New research has found that many pupils remain baffled by the concept of British values. It also reveals that few have heard of the government’s Prevent strategy, which is intended to stop pupils from being drawn into terrorism.
The survey of 250 ethnic-minority pupils, aged between 14 and 18, was conducted by Alison Davies, of the Open University’s faculty of health and social care. She will present her findings today at the annual British Educational Research Association conference, held at the University of Leeds.
Dr Davies found that only 13 per cent had heard of the Prevent strategy. One teenage boy said: “The government is putting money into something the youth doesn’t know about. It’s useless.”
Most teenagers told her that the Prevent strategy would be counterproductive, alienating Muslim pupils from their teachers.
Fish and chips
Dr Davies also found that most of the pupils had no idea what was meant by the term “British values”. Summing up the teenagers’ responses, she said: “Over half were silent, or stated ‘don’t know what you mean’.”
The remainder of the pupils mentioned such British essentials as tea drinking, fish and chips and celebrating the Queen’s birthday (which several schools had just done at the time of the survey).
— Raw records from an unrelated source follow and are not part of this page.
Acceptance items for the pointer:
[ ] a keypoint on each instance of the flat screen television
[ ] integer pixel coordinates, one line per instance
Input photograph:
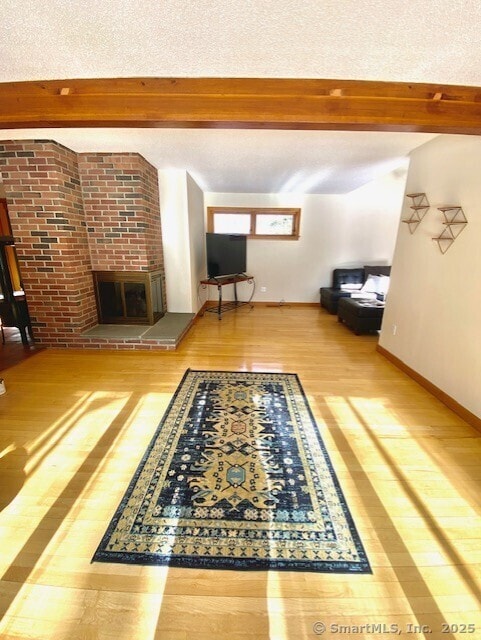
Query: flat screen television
(226, 254)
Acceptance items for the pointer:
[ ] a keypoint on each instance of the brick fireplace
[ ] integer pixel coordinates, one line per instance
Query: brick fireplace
(72, 215)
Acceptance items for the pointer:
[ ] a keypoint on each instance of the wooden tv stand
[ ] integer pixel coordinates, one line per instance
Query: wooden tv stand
(219, 282)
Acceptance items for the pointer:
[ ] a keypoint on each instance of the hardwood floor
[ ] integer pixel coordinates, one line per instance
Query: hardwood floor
(74, 426)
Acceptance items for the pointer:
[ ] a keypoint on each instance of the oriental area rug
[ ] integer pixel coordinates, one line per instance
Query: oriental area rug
(236, 477)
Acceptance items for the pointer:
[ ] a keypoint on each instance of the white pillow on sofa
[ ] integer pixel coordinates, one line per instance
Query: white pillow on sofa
(376, 284)
(370, 286)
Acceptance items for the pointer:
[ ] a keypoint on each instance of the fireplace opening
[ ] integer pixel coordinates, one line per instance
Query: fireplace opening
(128, 297)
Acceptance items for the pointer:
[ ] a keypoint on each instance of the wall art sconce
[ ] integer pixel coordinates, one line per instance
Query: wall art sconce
(419, 207)
(454, 222)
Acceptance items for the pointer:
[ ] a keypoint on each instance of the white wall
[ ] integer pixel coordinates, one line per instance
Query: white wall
(435, 300)
(342, 230)
(195, 213)
(182, 216)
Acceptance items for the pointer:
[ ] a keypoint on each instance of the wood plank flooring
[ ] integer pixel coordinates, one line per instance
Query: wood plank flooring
(74, 426)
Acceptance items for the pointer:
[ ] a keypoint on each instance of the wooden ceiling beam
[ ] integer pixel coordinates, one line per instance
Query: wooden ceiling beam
(241, 103)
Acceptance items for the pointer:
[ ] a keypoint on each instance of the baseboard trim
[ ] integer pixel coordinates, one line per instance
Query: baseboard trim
(446, 399)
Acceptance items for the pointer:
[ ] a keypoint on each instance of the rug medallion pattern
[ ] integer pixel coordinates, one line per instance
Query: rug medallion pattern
(237, 477)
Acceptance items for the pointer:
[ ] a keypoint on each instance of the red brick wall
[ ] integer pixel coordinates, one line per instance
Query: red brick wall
(45, 205)
(121, 201)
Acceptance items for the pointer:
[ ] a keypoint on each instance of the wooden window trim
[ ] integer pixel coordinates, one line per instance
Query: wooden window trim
(254, 212)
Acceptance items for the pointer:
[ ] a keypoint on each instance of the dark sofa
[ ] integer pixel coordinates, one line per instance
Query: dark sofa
(330, 296)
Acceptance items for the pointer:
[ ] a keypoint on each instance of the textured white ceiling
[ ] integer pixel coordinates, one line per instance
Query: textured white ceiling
(248, 161)
(416, 41)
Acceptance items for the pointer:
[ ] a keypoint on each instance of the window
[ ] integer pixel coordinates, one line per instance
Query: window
(272, 223)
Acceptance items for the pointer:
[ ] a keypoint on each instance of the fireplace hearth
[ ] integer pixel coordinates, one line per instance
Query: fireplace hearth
(128, 297)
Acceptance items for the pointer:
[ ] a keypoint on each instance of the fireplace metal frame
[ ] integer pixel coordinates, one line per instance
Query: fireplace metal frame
(151, 281)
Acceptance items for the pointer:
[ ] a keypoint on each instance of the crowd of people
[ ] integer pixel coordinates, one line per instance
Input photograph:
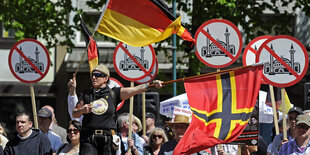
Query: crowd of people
(96, 129)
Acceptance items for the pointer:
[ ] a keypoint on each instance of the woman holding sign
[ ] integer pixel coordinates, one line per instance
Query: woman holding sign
(98, 106)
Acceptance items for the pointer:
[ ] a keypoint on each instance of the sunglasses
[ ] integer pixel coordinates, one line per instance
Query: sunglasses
(75, 131)
(159, 136)
(98, 75)
(292, 118)
(305, 127)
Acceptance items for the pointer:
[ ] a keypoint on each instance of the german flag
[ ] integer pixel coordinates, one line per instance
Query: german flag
(92, 51)
(221, 106)
(139, 22)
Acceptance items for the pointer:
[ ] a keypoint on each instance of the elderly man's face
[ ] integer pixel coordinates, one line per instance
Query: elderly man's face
(99, 81)
(23, 125)
(179, 130)
(292, 119)
(303, 130)
(44, 123)
(149, 121)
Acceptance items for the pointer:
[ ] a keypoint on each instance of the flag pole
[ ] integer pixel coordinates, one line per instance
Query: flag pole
(174, 51)
(143, 114)
(208, 74)
(130, 115)
(92, 36)
(283, 113)
(220, 145)
(84, 54)
(275, 119)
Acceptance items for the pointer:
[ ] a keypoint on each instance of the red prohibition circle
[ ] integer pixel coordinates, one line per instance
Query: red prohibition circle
(282, 85)
(47, 55)
(234, 27)
(120, 45)
(152, 76)
(119, 106)
(249, 48)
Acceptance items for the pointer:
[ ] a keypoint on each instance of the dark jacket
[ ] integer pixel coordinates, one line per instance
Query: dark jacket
(36, 144)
Government guidance says that all schools in England should “promote the fundamental British values of democracy, the rule of law, individual liberty, and mutual respect and tolerance of those with different faiths and beliefs”.
However, the pupils said that they saw democracy as a system of government, rather than a value. Several Muslim pupils pointed out that the rule of law was also a principle of Islam.
'Taking our jobs'
Several pupils responded ironically to the question. Asked to name British values, they mentioned picking on someone different, and “We need to get rid of these immigrants – they’re taking our jobs”.
They also had little time for tolerance, saying that they did not want merely to be tolerated and to tolerate others, but to have relationships based on respect and understanding.
Nearly one in three of those pupils surveyed had experienced racial abuse. Among Muslim pupils – who made up a third of those questioned – this figure rose to 40 per cent. Most wanted more to be done to counter negative stereotypes in Britain, particularly of Muslim people.
“They called for better-informed teaching about Islam in schools and in the media, to counter the assumed link between Islam and terrorism,” Dr Davies said.